The 'birther' movement had all the qualities of a gambit: a pawn, an opening strategy, a way to identify a guilible constituency.
Now, we have " Thirteenthers " who claim there was a conspiracy that usurped the original 13th Amendment with the new 13th Amendment ending slavery.
This idea is not news to me. It's been kicking-around for over 20 years. In 1993 I attended two conservative think tanks out east, the Briar Patch and Morton Blackwell's Leadership Institute. At the time, a misanthrope who called himself "Barefoot Bob" promulgated the notion that the original 13th Amendment had been mysteriously supplanted with what we recognize as the 13th Amendment dealing with slavery.
The second time I came in contact with the notion of an original 13th Amendment was when I ran for Congress and I challenged my opponent's petition on the clause in the original 13th Amendment that forbids anyone with a title of nobility to run for Federal office. The Election Judge and the election lawyers were intrigued but non-plussed.
I posted in a diary today that reminded me of the story of the original 13th Amendment. So I googled 'Barefoot Bob' and 'original thirteenth amendment'. Barefoot Bob is deceased and I saw the word "Thirteenther" for the first time.
In Newsweek, July 2010.
http://www.newsweek.com/...
The Leadership Institute in Arlington, Virginia is a conservative public-policy think-tank. I hesitate to call it Republican, because in Morton Blackwell's "Rules of Public Policy" his first rule is: "Keep as many to the Left of you as you have to the Right of you," It was an overall good experience for me and I really enjoyed the shopping and spas in Georgetown, particularly Dean & DeLucca's to-go deli YUM.
The conservative Briar Patch was ostensibly a public-policy think-tank but held no notions of bi-partisanship and was heavily into OPPS, Opposition Research. That's bascially political spying and one-up-man-ship.

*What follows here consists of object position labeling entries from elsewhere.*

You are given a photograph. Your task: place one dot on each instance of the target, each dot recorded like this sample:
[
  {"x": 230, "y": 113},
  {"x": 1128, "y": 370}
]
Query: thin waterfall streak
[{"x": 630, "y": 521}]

When I ran for Congress, one of the guys I was dating was a lawyer and Constitutional law lecturer. No. It was not Barack Obama. :) even though my guy was also from Harvard. He thougt I reminded him of Kate Winslett, my slavic-germanic looks I guess. I think even calling it 'dating' is a stretch, because all we really did was go-at-it in bookstores and libraries. Mandrake Books in Harvard Square had a book I had just published and that's where we met. :) I've had many lives and many masters.

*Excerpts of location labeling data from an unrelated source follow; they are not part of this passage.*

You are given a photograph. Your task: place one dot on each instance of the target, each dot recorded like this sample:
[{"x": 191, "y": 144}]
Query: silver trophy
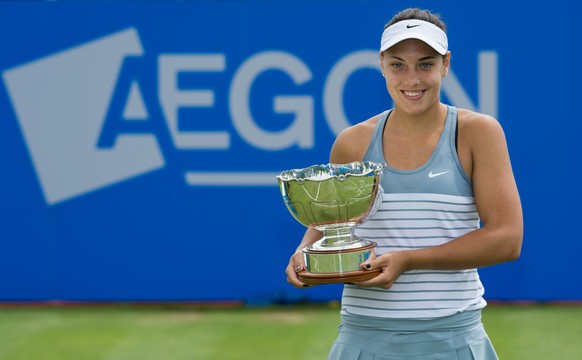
[{"x": 334, "y": 198}]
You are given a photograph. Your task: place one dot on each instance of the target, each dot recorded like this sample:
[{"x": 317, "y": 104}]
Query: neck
[{"x": 423, "y": 122}]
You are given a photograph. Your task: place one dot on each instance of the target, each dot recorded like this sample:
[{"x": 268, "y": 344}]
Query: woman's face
[{"x": 413, "y": 72}]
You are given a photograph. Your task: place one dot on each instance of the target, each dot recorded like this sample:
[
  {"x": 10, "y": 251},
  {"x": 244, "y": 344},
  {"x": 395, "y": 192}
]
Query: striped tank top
[{"x": 420, "y": 208}]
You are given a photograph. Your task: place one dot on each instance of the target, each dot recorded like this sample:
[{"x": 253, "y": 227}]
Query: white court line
[{"x": 194, "y": 178}]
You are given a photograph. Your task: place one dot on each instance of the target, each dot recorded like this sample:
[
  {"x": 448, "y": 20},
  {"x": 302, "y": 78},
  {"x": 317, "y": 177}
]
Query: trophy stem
[{"x": 337, "y": 236}]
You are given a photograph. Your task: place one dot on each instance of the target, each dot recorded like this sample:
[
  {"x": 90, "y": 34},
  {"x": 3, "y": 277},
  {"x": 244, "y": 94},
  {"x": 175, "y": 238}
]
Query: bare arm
[{"x": 496, "y": 196}]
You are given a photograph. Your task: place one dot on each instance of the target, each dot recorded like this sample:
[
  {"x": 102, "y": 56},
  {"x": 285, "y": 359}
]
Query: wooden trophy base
[
  {"x": 337, "y": 278},
  {"x": 335, "y": 266}
]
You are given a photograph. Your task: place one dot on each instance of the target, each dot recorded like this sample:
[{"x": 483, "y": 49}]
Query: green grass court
[{"x": 280, "y": 332}]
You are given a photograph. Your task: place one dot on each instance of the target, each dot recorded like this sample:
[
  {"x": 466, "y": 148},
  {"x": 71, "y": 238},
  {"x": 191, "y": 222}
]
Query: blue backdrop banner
[{"x": 140, "y": 140}]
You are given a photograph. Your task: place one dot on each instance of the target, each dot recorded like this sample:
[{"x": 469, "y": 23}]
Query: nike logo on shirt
[{"x": 431, "y": 174}]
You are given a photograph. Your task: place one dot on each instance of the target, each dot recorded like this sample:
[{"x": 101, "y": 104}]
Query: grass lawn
[{"x": 280, "y": 333}]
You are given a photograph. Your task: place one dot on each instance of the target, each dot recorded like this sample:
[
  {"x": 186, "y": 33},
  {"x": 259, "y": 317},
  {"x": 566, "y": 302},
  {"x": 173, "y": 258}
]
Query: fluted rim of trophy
[{"x": 328, "y": 171}]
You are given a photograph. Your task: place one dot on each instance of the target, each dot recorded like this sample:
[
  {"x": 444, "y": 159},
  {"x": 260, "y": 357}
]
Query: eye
[
  {"x": 426, "y": 66},
  {"x": 397, "y": 66}
]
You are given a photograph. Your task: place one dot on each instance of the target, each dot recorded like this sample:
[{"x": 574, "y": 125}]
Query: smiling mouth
[{"x": 413, "y": 94}]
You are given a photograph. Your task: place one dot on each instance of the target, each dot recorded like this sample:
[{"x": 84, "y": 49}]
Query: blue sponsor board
[{"x": 140, "y": 140}]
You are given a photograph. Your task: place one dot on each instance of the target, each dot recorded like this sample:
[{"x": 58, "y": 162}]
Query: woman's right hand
[{"x": 296, "y": 265}]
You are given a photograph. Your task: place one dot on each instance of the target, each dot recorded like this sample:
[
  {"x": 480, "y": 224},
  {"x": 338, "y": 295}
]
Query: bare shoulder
[
  {"x": 477, "y": 129},
  {"x": 352, "y": 143}
]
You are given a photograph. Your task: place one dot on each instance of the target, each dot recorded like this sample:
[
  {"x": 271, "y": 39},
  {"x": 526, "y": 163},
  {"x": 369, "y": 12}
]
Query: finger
[{"x": 292, "y": 277}]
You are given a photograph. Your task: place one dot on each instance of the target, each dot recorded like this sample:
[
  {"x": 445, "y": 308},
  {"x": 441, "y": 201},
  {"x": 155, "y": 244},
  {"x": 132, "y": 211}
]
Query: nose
[{"x": 412, "y": 78}]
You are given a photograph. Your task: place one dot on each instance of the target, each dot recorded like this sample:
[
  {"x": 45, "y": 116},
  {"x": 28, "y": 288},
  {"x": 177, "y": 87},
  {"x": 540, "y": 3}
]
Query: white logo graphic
[
  {"x": 431, "y": 174},
  {"x": 61, "y": 102},
  {"x": 68, "y": 107}
]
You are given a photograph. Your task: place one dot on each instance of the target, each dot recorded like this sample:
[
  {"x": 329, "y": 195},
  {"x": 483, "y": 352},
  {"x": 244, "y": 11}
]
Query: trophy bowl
[{"x": 334, "y": 198}]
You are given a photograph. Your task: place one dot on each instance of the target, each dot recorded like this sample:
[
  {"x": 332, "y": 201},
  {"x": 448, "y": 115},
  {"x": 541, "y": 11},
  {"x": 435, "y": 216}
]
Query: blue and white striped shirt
[{"x": 420, "y": 208}]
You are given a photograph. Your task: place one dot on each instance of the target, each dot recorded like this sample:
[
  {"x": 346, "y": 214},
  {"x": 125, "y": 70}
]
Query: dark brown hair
[{"x": 418, "y": 14}]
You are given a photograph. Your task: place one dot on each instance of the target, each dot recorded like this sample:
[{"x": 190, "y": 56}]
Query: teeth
[{"x": 412, "y": 93}]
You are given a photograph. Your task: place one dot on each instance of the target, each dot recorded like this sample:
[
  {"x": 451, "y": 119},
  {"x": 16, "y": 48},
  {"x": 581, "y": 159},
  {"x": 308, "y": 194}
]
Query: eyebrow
[{"x": 421, "y": 59}]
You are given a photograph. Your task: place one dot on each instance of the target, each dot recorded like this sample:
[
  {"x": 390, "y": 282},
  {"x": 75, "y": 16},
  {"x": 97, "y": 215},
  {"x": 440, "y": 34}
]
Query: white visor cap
[{"x": 422, "y": 30}]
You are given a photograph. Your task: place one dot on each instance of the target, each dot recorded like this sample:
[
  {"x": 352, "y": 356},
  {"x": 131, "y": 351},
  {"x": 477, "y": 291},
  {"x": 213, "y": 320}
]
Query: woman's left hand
[{"x": 392, "y": 264}]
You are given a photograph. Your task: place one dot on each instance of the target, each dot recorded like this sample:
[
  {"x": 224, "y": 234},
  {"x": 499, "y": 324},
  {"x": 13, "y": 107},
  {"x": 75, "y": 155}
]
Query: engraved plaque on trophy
[{"x": 334, "y": 198}]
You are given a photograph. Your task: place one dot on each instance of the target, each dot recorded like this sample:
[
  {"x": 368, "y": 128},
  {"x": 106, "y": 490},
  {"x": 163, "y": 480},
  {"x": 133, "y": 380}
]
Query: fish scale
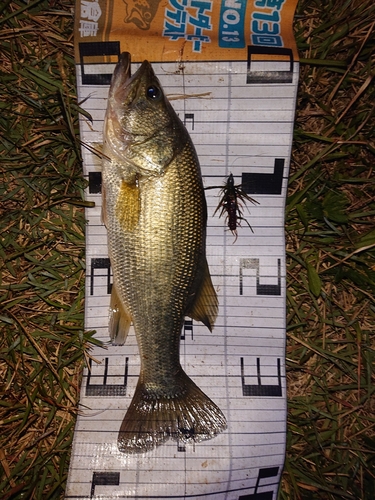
[{"x": 155, "y": 213}]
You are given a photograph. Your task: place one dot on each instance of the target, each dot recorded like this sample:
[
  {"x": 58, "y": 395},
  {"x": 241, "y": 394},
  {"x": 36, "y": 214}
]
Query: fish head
[{"x": 140, "y": 124}]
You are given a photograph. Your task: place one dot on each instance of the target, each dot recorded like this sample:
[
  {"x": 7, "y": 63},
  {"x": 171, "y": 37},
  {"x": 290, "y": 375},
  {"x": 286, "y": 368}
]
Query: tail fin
[{"x": 188, "y": 417}]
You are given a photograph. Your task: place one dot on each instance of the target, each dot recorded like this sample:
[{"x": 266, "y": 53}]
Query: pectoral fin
[
  {"x": 119, "y": 319},
  {"x": 205, "y": 305}
]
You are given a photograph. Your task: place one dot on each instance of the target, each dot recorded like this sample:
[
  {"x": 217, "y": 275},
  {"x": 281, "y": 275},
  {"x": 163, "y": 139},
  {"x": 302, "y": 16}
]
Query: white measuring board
[{"x": 239, "y": 113}]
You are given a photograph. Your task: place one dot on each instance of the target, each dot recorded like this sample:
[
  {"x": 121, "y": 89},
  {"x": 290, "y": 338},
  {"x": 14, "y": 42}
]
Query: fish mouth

Back to this theory that there is an original 13th Amendment, it sates that anyone who holds a title of nobility is ineligible to run for Federal office. So my lover at the time, a constitutional lawyer, came up with this strategy for me.
Ask my opponent, by what right in the Constitution, does he run for Federal office?
Since lawyers have the title of Esquire, (Esq.) and swear allegience to the Court of King James, lawyers - those who practice law for money (not those who study the law) are barred from holding Federal office. This is high-level hair-splitting,
I applied this argument and in my case, the Court was not moved to remove my opponent. Although, my Congressional opponent did give me a "job well-done' for presenting the argument before the Court.
Now, decades later, I realize that resurrecting the argument serves no other purpose than to divert guilible Republicans from formulating a platform - it's a red herring.